Wednesday 5 March 2014

Simulating filesystem errors with gdb

A prospective client needs to get a bunch of files from in-field gadgets onto the Internet. s3fs / s3fuse seem to be a convenient way to get the files onto Amazon's S3. The application demands that the in-field gadget keep retrying until it knows that a file has finally reached the mothership; to do this, I am to write a program that does the copying, that is adequately paranoid about possible failure modes.

One easily-overlooked failure mode is that close(2) can fail. Earlier write(2) operations can appear to succeed, because they may simply be writing the data to local buffers, not yet checking if the data has reached the other side of the network.

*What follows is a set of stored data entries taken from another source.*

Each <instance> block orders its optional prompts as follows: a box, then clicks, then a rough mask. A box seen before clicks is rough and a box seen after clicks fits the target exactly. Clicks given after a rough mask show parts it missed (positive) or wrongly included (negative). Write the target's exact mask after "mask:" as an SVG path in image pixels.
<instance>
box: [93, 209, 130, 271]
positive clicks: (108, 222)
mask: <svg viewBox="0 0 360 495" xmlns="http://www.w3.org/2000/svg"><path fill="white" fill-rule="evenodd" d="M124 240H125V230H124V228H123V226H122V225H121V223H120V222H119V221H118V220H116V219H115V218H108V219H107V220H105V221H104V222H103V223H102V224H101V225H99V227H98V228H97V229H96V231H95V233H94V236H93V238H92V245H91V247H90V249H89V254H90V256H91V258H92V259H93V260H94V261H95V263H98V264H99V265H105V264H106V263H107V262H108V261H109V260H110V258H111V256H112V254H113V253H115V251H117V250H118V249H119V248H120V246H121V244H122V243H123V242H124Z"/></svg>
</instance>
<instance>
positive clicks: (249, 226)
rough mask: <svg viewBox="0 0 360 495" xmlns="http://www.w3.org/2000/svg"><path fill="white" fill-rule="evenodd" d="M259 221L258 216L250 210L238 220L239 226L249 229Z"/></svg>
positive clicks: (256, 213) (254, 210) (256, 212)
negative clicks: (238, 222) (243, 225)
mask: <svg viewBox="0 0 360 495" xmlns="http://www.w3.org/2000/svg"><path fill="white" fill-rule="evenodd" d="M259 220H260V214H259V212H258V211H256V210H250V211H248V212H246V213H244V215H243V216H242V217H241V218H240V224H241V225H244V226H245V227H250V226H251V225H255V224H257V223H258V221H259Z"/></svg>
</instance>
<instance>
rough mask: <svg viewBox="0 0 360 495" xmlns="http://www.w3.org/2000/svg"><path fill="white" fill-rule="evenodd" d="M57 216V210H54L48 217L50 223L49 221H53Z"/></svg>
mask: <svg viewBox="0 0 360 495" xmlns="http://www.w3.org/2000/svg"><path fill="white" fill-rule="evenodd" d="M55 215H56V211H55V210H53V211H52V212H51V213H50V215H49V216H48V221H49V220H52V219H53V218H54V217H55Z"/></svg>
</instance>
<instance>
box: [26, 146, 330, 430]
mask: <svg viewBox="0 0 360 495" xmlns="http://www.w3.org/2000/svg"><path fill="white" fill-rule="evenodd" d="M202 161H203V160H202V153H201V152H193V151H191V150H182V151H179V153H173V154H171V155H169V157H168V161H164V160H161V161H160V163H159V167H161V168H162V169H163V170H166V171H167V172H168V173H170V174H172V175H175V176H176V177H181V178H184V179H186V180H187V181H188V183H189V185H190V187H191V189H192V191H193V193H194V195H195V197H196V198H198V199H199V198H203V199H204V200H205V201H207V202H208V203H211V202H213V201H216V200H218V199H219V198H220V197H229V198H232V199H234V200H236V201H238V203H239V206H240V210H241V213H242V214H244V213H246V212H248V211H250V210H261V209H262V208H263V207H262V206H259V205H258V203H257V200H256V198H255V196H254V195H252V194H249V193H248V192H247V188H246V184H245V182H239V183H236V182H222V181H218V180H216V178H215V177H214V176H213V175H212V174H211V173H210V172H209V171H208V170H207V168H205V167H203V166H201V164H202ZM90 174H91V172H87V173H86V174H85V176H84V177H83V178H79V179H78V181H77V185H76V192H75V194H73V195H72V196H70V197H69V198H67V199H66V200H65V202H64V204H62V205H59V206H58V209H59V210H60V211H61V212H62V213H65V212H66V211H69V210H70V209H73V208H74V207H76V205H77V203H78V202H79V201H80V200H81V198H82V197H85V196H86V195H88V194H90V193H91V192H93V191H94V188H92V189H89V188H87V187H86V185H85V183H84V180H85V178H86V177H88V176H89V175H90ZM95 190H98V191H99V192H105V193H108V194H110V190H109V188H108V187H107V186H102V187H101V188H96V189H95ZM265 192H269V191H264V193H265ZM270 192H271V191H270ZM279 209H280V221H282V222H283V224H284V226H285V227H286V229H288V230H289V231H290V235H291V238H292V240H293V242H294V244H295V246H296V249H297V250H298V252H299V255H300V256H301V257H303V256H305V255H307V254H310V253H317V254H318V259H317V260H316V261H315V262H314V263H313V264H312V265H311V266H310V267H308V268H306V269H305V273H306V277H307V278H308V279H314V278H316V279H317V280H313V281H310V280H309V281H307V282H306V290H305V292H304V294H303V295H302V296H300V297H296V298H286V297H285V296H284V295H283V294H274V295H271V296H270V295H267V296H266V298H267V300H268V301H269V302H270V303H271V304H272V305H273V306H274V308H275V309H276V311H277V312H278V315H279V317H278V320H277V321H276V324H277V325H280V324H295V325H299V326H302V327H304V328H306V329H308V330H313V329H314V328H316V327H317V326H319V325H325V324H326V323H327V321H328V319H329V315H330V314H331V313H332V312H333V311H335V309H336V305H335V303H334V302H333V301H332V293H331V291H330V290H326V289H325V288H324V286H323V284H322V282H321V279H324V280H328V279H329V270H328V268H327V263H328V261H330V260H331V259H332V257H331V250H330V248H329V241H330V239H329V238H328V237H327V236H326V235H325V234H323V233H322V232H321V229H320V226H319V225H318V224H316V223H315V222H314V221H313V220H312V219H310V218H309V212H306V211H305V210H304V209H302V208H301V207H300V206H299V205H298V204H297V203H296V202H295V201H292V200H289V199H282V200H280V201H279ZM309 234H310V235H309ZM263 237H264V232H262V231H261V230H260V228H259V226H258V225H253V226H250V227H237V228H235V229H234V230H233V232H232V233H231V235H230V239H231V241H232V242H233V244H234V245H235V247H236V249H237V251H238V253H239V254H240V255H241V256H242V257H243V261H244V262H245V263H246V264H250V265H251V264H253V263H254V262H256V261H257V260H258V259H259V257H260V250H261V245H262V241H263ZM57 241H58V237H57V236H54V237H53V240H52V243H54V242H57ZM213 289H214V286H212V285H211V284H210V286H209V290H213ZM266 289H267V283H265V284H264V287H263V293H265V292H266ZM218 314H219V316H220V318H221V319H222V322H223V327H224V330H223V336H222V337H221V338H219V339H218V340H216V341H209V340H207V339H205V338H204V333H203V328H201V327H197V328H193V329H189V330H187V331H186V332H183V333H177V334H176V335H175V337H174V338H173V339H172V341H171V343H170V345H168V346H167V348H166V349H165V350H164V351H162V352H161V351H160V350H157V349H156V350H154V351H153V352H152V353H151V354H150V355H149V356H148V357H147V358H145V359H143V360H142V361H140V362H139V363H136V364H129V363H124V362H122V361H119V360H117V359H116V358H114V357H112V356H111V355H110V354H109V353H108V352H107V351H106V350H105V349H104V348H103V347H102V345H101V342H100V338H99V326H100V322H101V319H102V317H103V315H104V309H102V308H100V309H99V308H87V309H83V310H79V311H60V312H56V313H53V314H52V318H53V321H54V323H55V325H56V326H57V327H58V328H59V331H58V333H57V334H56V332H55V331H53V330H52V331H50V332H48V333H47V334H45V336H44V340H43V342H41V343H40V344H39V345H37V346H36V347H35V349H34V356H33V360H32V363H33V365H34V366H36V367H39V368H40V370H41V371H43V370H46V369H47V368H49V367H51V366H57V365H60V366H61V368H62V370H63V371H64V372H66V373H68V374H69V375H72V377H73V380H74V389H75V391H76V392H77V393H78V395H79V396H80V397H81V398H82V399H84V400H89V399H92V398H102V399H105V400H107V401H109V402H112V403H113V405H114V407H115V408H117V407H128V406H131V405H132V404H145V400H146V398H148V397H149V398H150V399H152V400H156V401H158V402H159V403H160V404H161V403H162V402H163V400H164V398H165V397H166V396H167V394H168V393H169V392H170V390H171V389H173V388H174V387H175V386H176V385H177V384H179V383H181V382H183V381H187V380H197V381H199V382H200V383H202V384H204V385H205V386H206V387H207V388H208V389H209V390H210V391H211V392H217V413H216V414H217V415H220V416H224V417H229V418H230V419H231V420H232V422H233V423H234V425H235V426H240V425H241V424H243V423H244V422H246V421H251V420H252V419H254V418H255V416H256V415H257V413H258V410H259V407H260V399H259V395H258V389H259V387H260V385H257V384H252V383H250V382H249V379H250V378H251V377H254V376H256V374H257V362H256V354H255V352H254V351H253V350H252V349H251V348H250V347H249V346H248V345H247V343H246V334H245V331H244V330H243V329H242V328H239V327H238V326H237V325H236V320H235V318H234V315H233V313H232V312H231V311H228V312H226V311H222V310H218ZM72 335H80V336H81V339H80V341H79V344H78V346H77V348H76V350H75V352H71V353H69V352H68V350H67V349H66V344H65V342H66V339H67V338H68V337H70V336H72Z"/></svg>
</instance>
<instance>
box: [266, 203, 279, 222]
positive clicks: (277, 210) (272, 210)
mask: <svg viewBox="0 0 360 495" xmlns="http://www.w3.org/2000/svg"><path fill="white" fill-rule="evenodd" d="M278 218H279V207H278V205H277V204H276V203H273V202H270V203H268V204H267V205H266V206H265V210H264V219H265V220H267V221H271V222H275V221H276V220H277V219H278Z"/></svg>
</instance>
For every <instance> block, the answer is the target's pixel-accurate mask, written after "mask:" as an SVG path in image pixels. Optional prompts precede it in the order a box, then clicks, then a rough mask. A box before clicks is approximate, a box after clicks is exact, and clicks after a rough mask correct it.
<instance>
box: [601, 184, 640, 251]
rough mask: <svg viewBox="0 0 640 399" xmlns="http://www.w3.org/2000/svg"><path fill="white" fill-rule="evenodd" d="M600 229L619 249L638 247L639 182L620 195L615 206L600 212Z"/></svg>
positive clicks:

My initial assumption was that moving the files across the network using a shell script would fail to take care of all the weird corner cases, such as error-on-close. Why speculate though, when we have gdb?
$ gdb /bin/cp GNU gdb (GDB) 7.2-ubuntu Copyright (C) 2010 Free Software Foundation, Inc. License GPLv3+: GNU GPL version 3 or later This is free software: you are free to change and redistribute it. There is NO WARRANTY, to the extent permitted by law. Type "show copying" and "show warranty" for details. This GDB was configured as "x86_64-linux-gnu". For bug reporting instructions, please see: ... Reading symbols from /bin/cp...(no debugging symbols found)...done. (gdb) break close Breakpoint 1 at 0x402930 (gdb) run /tmp/a /tmp/c Starting program: /bin/cp /tmp/a /tmp/c Breakpoint 1, close () at ../sysdeps/unix/syscall-template.S:82 82 ../sysdeps/unix/syscall-template.S: No such file or directory. in ../sysdeps/unix/syscall-template.S (gdb) cont Continuing. ... Breakpoint 1, close () at ../sysdeps/unix/syscall-template.S:82 82 in ../sysdeps/unix/syscall-template.S (gdb) p errno $1 = 0 (gdb) set errno = 5 (gdb) p errno $2 = 5 (gdb) return -1 Return value type not available for selected stack frame. Please use an explicit cast of the value to return. (gdb) return (int) -1 Make selected stack frame return now? (y or n) y #0 0x0000000000406697 in ?? () (gdb) cont Continuing. /bin/cp: closing `/tmp/a': Input/output error Program exited with code 01.

Bingo! It does work (err, it does fail?) I still have some homework to do: is it necessary to use fsync(2) before closing the file, in order to really make sure that all pending errors get reported? That's one thing that cp(1) doesn't do, according to strace(1).